Adapting information retrieval systems to contexts: the case of query difficulty


Université de Toulouse Paul Sabatier


Prof. Josiane Mothe

Defense Day

June 15th, 2015


Information Retrieval, Machine Learning, Difficult Queries, Selective Information Retrieval, Query Expansion, Disambiguation, Classification


In the search engine environment, users submit queries according to their information need. In response to a query, the system retrieves and displays a list of documents which it considers of interest for the user. The user checks the results and decides what information is actually relevant to his information need. However, retrieved documents for some queries may not be satisfactory for the user. The queries for which the search engine cannot retrieve relevant information are called difficult. The query difficulty represents the research context of this thesis. We specifically aim at adapting the information retrieval systems with respect to difficult queries, in order to improve the retrieval quality.

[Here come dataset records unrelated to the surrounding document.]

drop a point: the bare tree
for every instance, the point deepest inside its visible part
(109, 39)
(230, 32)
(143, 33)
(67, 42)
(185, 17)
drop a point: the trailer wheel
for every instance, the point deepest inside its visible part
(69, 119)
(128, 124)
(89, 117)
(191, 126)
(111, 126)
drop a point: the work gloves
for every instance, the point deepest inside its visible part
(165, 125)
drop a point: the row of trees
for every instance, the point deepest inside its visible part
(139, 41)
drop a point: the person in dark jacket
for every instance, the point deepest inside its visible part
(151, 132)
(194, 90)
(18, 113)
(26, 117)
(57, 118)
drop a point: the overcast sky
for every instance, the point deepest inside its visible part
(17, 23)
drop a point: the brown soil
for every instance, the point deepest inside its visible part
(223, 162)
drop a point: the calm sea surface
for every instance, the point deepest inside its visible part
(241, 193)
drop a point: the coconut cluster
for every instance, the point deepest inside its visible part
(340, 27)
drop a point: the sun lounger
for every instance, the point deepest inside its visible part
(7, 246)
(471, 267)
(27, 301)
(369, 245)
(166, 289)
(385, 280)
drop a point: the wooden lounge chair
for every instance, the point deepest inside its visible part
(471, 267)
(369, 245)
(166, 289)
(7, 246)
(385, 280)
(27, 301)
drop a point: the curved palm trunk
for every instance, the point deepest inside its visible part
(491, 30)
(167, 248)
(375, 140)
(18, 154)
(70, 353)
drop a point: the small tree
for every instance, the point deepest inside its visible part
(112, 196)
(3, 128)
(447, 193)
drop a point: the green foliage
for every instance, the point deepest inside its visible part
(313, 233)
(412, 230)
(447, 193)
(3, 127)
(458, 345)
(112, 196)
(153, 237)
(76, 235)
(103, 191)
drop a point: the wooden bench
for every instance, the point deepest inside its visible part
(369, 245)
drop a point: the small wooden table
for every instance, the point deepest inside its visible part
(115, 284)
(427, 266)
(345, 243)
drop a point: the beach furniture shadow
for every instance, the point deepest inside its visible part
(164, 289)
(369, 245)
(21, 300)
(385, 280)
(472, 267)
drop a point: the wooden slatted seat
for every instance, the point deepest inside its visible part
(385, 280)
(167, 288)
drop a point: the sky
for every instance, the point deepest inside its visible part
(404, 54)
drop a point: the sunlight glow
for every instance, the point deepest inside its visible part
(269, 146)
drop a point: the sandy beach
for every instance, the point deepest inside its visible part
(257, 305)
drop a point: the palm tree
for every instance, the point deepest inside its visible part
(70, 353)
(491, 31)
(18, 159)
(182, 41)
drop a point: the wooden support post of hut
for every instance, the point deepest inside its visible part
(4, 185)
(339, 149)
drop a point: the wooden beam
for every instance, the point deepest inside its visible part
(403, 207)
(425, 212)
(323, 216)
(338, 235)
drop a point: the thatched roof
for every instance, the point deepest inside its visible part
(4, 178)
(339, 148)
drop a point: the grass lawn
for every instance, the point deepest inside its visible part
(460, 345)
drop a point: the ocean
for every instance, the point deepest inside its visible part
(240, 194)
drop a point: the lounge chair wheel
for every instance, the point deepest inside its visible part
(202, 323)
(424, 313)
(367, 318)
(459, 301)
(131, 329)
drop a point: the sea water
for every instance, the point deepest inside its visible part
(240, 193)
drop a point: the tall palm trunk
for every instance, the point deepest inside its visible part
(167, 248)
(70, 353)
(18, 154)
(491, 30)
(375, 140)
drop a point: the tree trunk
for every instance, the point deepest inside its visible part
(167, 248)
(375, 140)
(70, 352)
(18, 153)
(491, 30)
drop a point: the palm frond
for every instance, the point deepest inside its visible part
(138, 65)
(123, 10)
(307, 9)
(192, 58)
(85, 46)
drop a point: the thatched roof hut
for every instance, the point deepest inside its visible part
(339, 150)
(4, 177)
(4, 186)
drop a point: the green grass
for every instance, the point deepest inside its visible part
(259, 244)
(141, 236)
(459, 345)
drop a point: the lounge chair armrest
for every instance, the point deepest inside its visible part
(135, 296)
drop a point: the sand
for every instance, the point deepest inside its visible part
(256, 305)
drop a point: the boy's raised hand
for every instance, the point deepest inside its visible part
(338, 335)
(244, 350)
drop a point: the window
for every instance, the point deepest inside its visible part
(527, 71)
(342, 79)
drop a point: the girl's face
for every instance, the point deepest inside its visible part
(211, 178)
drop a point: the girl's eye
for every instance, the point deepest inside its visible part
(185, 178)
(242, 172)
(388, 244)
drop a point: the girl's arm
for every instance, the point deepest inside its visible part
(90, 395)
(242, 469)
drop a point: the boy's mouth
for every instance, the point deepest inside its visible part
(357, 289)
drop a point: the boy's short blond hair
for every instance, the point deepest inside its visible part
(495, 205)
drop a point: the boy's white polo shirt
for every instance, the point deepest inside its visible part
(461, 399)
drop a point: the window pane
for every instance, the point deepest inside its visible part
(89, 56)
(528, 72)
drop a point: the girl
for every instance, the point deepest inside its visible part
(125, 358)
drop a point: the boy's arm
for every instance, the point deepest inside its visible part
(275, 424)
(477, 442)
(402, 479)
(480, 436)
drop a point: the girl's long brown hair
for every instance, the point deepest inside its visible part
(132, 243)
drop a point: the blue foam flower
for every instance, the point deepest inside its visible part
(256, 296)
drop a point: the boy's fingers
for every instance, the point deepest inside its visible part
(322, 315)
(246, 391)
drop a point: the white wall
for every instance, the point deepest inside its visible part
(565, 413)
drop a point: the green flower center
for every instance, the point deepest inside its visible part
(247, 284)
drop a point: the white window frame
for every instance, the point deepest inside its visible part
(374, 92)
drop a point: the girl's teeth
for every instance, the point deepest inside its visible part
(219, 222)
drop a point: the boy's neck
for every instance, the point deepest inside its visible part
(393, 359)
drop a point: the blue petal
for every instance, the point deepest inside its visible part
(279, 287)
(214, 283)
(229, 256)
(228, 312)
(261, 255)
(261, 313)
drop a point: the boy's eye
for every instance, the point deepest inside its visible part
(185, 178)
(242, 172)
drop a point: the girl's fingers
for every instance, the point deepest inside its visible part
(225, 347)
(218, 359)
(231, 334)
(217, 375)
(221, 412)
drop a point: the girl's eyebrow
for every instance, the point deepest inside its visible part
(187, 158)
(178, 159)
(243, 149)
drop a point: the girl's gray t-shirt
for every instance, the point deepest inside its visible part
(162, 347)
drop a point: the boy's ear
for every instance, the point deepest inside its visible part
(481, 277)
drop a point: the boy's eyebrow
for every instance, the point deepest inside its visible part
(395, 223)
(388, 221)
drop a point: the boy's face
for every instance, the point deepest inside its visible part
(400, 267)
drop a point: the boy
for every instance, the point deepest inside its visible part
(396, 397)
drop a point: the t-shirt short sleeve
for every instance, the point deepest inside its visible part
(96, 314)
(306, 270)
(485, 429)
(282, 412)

Term ambiguity may be the cause of difficulty. For example, the query “orange” is ambiguous, since the engine does not know whether it refers to the fruit, to color, or to the telephone company. We have developed a method for disambiguation of queries in order to get better search results. This method works best on difficult query, result that motivates our research in predicting the difficulty. We also provide combinations of the difficulty predictors to improve the prediction quality of individual predictors. The search results can also be improved by expanding queries, process that adds terms to the initial query. We propose an automatic method of learning to classify queries according to query expansion variants. Finally, we try to optimize a parameter to improve a query expansion model.